Mattia Jona, Master Drawings and Prints, Japanese Prints - Piazzetta Guastalla 5, 20122 Milan, Italy, tel (+39) 02 8053315


Piccio, a group of figures

Attributed to GIOVANNI CARNOVALI called IL PICCIO (Montegrino Valtravaglia 1804 – Coltaro di Sissa Parmense 1873) A GROUP OF FIGURE (recto) A STANDING BOY WITH A GOAT-SKIN (verso)
Black chalk heightened with white, on blue paper; 181 x 122 mm. The drawing on the recto fits well Piccio's graphic style; not so much the drawing on the verso. Maybe the drawing on the verso is by a different hand or, perhaps, both the drawings are by an artist very near to Piccio (the name of Giacomo Trécourt has been suggested), but not by him. My warmest thanks to Gioachino Santagiuliana for his suggestions about this drawing.

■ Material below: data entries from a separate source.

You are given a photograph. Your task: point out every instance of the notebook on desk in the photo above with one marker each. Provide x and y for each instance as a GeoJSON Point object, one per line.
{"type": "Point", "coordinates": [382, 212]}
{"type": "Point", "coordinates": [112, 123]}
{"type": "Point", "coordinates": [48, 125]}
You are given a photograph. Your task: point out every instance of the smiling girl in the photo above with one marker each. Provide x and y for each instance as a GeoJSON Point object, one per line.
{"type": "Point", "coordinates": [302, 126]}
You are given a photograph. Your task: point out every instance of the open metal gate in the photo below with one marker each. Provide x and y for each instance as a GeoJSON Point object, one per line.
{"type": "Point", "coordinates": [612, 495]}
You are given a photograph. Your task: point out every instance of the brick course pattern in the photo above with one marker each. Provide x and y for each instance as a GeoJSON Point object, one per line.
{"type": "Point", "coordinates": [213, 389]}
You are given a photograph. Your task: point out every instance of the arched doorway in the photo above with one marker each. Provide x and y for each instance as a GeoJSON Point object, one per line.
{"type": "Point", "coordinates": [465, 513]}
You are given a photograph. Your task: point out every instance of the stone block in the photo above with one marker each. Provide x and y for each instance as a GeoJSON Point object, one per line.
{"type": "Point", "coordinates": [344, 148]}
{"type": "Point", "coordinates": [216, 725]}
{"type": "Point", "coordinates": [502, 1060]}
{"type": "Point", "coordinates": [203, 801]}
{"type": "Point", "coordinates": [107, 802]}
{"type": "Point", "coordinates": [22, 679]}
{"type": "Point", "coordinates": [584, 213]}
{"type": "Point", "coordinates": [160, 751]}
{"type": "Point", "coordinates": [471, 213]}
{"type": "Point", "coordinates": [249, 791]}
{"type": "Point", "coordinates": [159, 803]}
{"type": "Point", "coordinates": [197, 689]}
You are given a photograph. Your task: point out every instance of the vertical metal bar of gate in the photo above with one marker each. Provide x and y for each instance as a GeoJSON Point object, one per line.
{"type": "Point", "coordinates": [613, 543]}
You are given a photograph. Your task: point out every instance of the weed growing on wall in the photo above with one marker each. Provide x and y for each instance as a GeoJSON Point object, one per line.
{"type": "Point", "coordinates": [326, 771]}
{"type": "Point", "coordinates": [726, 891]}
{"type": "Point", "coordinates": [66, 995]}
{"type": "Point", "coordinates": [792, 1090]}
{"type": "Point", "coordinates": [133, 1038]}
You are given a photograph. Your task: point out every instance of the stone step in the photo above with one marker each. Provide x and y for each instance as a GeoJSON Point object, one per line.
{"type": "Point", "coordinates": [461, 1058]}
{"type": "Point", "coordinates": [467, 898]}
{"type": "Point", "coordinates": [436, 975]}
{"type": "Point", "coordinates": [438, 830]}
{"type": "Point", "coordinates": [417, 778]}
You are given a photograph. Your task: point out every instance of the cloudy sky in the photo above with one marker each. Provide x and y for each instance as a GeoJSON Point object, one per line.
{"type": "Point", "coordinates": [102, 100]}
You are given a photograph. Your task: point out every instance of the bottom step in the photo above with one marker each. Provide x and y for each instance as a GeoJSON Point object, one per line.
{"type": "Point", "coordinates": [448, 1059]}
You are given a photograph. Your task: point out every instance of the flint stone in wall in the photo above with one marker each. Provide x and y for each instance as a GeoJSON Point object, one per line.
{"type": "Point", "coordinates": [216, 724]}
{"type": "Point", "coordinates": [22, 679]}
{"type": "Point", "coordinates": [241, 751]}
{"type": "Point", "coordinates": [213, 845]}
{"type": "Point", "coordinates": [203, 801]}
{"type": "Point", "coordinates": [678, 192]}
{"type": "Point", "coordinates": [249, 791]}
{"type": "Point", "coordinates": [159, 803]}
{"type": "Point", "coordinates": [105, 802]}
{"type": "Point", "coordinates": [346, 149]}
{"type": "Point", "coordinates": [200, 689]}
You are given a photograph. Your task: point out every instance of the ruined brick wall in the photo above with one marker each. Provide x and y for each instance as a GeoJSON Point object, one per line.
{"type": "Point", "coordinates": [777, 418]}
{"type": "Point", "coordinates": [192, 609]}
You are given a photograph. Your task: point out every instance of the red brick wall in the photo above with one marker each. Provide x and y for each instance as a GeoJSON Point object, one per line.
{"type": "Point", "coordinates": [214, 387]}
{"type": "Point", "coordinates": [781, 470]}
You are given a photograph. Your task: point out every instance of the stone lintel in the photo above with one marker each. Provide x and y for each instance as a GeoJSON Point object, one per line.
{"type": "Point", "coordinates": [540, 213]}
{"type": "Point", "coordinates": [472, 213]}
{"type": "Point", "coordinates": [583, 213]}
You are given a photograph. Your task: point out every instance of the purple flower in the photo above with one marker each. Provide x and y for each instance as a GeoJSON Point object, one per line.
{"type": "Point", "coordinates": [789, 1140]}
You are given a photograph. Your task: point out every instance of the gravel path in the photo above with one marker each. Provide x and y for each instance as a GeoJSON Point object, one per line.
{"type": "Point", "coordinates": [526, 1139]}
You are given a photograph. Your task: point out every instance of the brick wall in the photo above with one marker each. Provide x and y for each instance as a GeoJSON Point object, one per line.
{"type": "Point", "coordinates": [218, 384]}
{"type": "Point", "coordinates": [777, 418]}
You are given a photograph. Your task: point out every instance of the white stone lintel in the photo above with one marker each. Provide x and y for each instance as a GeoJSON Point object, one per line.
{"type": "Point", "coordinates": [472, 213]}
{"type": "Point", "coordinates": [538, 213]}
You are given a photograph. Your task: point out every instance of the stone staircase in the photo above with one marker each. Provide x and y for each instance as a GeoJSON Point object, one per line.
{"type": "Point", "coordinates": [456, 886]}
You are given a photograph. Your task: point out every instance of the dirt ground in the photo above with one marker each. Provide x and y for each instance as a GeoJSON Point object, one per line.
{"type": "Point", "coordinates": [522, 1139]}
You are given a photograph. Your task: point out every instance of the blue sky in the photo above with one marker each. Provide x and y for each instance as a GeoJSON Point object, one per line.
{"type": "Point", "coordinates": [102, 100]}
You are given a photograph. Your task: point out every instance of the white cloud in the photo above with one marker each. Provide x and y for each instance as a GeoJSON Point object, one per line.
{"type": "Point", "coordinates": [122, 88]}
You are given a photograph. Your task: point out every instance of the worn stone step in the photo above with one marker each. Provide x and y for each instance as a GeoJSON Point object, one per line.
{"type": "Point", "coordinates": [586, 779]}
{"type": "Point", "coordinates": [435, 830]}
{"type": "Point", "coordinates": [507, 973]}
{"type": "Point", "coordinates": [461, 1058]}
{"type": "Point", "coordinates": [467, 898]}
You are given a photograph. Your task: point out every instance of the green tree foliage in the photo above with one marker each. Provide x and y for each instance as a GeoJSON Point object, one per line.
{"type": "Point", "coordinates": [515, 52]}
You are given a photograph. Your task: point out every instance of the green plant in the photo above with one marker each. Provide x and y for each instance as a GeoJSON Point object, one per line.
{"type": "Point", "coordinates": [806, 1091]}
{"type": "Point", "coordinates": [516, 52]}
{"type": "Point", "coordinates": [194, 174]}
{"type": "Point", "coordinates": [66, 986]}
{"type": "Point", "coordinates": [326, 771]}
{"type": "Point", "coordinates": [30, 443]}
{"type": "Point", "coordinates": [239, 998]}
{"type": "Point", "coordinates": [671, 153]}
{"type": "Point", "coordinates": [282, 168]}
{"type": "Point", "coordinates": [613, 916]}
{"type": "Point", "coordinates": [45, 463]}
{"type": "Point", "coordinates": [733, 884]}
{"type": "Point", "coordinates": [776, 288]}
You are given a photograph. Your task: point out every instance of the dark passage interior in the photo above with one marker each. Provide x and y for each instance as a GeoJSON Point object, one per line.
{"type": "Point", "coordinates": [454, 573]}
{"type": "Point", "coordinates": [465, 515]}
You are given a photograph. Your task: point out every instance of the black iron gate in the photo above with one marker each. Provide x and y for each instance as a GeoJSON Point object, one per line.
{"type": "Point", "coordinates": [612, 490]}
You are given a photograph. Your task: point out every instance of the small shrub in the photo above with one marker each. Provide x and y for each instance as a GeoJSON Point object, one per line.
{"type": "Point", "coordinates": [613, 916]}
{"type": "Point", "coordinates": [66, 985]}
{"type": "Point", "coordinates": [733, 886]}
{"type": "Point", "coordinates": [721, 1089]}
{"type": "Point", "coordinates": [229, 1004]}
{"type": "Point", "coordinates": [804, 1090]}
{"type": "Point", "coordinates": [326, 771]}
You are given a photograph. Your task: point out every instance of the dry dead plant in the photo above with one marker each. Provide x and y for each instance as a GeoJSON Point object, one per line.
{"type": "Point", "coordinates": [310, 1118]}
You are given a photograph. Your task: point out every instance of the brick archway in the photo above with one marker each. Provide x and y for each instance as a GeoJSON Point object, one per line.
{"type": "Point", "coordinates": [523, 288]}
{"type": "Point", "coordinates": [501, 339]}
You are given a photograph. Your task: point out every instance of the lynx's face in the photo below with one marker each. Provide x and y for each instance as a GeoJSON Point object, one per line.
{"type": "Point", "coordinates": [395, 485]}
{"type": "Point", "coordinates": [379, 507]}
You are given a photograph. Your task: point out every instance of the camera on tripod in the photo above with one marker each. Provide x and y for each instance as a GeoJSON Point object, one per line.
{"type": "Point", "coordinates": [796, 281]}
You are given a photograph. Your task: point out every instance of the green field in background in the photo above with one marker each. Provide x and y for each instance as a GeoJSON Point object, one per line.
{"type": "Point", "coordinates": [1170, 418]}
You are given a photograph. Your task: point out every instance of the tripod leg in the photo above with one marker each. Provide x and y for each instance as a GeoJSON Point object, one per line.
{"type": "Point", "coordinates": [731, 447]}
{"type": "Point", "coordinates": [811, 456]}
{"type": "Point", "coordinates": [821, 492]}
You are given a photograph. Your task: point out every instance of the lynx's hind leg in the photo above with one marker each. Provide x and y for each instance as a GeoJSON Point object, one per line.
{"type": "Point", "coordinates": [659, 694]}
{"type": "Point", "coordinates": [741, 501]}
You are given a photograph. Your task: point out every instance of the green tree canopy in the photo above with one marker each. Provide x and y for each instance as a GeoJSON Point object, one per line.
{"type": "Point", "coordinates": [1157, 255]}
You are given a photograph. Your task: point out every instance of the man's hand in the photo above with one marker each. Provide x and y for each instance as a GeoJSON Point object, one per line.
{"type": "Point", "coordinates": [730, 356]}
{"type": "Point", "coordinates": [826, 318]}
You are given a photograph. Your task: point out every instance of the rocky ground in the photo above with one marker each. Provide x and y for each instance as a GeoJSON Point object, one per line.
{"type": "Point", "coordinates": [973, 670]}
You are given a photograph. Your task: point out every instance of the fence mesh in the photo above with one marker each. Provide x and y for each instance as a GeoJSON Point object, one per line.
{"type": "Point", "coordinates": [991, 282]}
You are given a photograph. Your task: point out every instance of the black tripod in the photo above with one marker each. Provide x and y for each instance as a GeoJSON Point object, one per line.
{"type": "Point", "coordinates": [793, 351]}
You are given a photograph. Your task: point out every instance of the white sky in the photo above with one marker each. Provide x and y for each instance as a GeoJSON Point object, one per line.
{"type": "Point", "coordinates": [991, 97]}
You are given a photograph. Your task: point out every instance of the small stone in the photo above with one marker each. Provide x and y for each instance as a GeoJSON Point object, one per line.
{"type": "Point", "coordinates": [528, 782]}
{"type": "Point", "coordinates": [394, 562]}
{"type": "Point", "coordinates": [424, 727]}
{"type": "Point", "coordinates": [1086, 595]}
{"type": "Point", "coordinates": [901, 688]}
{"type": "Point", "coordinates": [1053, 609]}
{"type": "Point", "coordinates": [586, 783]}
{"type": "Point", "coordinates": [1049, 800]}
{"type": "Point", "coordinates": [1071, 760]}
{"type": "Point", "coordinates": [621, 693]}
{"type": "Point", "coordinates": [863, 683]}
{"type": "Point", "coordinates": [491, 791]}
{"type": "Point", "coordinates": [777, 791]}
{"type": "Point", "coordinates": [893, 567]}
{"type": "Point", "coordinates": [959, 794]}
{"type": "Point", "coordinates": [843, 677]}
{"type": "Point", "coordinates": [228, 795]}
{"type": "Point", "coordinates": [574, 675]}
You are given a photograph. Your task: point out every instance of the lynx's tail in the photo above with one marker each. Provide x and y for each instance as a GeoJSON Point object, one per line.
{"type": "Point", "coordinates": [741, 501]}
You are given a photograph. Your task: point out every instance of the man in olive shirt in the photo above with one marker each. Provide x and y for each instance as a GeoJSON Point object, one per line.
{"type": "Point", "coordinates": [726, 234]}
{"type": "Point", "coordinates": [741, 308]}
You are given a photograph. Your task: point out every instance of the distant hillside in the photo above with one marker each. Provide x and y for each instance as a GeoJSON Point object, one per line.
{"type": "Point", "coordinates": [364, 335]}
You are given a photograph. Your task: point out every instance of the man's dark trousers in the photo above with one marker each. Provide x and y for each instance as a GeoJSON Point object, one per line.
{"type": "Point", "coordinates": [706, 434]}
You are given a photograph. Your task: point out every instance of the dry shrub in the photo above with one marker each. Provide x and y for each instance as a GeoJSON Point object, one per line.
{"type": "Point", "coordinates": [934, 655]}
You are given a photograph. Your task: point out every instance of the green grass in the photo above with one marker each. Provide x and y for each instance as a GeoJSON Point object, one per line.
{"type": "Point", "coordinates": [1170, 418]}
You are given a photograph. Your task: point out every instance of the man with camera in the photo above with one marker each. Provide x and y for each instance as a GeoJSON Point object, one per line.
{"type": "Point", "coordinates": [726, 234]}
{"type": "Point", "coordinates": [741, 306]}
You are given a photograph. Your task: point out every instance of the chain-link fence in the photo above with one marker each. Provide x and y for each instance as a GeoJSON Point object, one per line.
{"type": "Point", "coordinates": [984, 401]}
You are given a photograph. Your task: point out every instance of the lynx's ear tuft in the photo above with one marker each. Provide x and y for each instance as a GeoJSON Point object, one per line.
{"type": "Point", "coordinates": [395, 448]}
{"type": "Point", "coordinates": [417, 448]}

A student of Giuseppe Diotti, a rigorous neoclassicist, at the Accademia Carrara in Bergamo, il Piccio was also influenced by Andrea Appiani. An artist of restless temperament, il Piccio preferred portraiture and landscape painting to historical or sacred subjects, thus breaking away from the academic tradition. He developed a personal style with impressionistic qualities that anticipated the Scapigliatura painters. Trécourt was another student under Diotti at the Accademia Carrara in Bergamo, where he met Il Piccio, with whom he remained friend all his life. creating a romantic current within the significant school of Bergamo, which included other followers of Diotti, like Francesco Coghetti and Enrico Scuri.